Avoid double dispatch by default on HTTP.sys #44409

davidfowl · 2022-10-07T06:23:56Z

This is a similar change to the one made in Kestrel's transport layer. We avoid double dispatching from one thread pool thread to another when we're not running inline. Since the windows thread pool dispatches by default, we can just use that same thread to start the execution of the request. As a result, we need to dispatch the next accept call before executing the request.

This is the JsonHttpSys benchmark. Here is the crank command.

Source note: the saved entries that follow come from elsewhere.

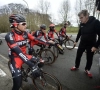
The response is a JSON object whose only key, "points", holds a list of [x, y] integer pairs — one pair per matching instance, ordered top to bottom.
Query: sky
{"points": [[55, 5]]}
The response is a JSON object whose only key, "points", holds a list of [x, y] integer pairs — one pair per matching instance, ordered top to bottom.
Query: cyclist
{"points": [[51, 32], [62, 33], [41, 34], [16, 41]]}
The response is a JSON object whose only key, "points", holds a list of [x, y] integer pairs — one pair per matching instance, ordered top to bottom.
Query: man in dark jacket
{"points": [[88, 30]]}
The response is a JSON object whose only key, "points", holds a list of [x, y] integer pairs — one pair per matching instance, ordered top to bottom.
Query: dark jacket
{"points": [[89, 31]]}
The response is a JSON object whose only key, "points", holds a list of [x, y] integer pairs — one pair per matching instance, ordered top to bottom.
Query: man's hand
{"points": [[50, 41], [93, 49]]}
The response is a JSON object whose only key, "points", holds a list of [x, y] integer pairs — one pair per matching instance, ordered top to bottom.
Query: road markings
{"points": [[71, 47], [2, 73]]}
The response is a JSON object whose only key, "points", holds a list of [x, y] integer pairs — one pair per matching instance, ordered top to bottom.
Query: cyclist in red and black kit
{"points": [[51, 32], [62, 33], [38, 34], [16, 41]]}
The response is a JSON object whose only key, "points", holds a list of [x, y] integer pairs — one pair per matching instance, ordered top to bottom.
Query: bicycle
{"points": [[68, 43], [57, 48], [44, 53], [45, 81]]}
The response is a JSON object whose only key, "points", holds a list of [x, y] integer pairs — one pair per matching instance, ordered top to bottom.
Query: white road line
{"points": [[71, 47]]}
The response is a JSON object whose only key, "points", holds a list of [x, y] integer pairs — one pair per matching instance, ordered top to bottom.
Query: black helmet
{"points": [[16, 18], [43, 26]]}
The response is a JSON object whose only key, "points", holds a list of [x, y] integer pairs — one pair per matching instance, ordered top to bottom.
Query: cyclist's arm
{"points": [[16, 49]]}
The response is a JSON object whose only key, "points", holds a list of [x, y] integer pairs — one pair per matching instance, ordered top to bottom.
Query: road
{"points": [[70, 80]]}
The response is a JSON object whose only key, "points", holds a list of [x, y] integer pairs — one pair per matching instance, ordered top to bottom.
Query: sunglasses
{"points": [[24, 23]]}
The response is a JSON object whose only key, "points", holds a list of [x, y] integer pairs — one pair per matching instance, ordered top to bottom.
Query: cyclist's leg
{"points": [[61, 40], [80, 51], [89, 56], [16, 75], [17, 82]]}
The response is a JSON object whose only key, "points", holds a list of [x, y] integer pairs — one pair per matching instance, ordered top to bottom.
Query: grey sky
{"points": [[55, 5]]}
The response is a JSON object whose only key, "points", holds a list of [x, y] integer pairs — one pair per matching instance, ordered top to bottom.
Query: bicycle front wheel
{"points": [[69, 44], [55, 51], [48, 56], [47, 82]]}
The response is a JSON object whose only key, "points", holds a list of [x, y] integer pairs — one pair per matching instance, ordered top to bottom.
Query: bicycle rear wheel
{"points": [[69, 44], [55, 51], [48, 56], [47, 82]]}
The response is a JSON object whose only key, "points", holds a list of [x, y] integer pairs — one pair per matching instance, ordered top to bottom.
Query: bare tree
{"points": [[79, 5], [43, 9], [64, 11]]}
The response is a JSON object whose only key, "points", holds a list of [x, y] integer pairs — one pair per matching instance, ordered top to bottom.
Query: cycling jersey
{"points": [[51, 34], [17, 47]]}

crank --config https://raw.githubusercontent.com/aspnet/Benchmarks/main/scenarios/json.benchmarks.yml --config https://raw.githubusercontent.com/aspnet/Benchmarks/main/build/azure.profile.yml --config https://raw.githubusercontent.com/aspnet/Benchmarks/main/build/ci.profile.yml --scenario https --profile intel-win-app --profile intel-load2-load --variable server=HttpSys --application.options.requiredOperatingSystem windows --application.framework net7.0 --application.collectDependencies true --application.options.collectCounters true --application.sdkVersion 8.0.100-alpha.1.22504.22

Results

application	before	Current
CPU Usage (%)	66	67	+1.52%
Cores usage (%)	1,834	1,877	+2.34%
Working Set (MB)	481	488	+1.46%
Private Memory (MB)	525	533	+1.52%
Build Time (ms)	1,920	1,859	-3.18%
Start Time (ms)	327	392	+19.88%
Published Size (KB)	118,666	118,669	+0.00%
.NET Core SDK Version	8.0.100-alpha.1.22504.22	8.0.100-alpha.1.22504.22
Max CPU Usage (%)	66	66	-1.34%
Max Working Set (MB)	503	511	+1.44%
Max GC Heap Size (MB)	241	277	+14.72%
Size of committed memory by the GC (MB)	450	456	+1.39%
Max Number of Gen 0 GCs / sec	7.00	8.00	+14.29%
Max Number of Gen 1 GCs / sec	2.00	2.00	0.00%
Max Number of Gen 2 GCs / sec	1.00	1.00	0.00%
Max Time in GC (%)	1.00	1.00	0.00%
Max Gen 0 Size (B)	34,923,992	40,624,112	+16.32%
Max Gen 1 Size (B)	7,417,808	6,384,088	-13.94%
Max Gen 2 Size (B)	1,510,984	1,458,928	-3.45%
Max LOH Size (B)	113,184	113,184	0.00%
Max POH Size (B)	1,777,656	830,056	-53.31%
Max Allocation Rate (B/sec)	1,705,638,936	1,837,851,808	+7.75%
Max GC Heap Fragmentation	90	93	+4.07%
# of Assemblies Loaded	88	88	0.00%
Max Exceptions (#/s)	0	0
Max Lock Contention (#/s)	1,260	1,294	+2.70%
Max ThreadPool Threads Count	48	48	0.00%
Max ThreadPool Queue Length	166	136	-18.07%
Max ThreadPool Items (#/s)	1,335,672	1,195,343	-10.51%
Max Active Timers	0	0
IL Jitted (B)	117,992	159,413	+35.10%
Methods Jitted	1,318	2,100	+59.33%

load	before	Current
CPU Usage (%)	40	41	+2.50%
Cores usage (%)	1,113	1,149	+3.23%
Working Set (MB)	49	49	0.00%
Private Memory (MB)	376	376	0.00%
Start Time (ms)	0	0
First Request (ms)	218	240	+10.09%
Requests/sec	405,756	427,578	+5.38%
Requests	6,126,807	6,456,235	+5.38%
Mean latency (ms)	0.70	0.63	-9.89%
Max latency (ms)	23.48	21.29	-9.33%
Bad responses	0	0
Socket errors	0	0
Read throughput (MB/s)	64.24	67.69	+5.37%
Latency 50th (ms)	0.57	0.55	-2.64%
Latency 75th (ms)	0.76	0.74	-3.01%
Latency 90th (ms)	1.02	0.97	-4.90%
Latency 99th (ms)	2.64	1.88	-28.79%

- This is a similar change to the one made in Kestrel's transport layer. We avoid double dispatching from one thread pool thread to another when we're not running inline. Since the windows thread pool dispatches by default, we can just use that same thread to start the execution of the request. As a result, we need to dispatch the next accept call before executing the request.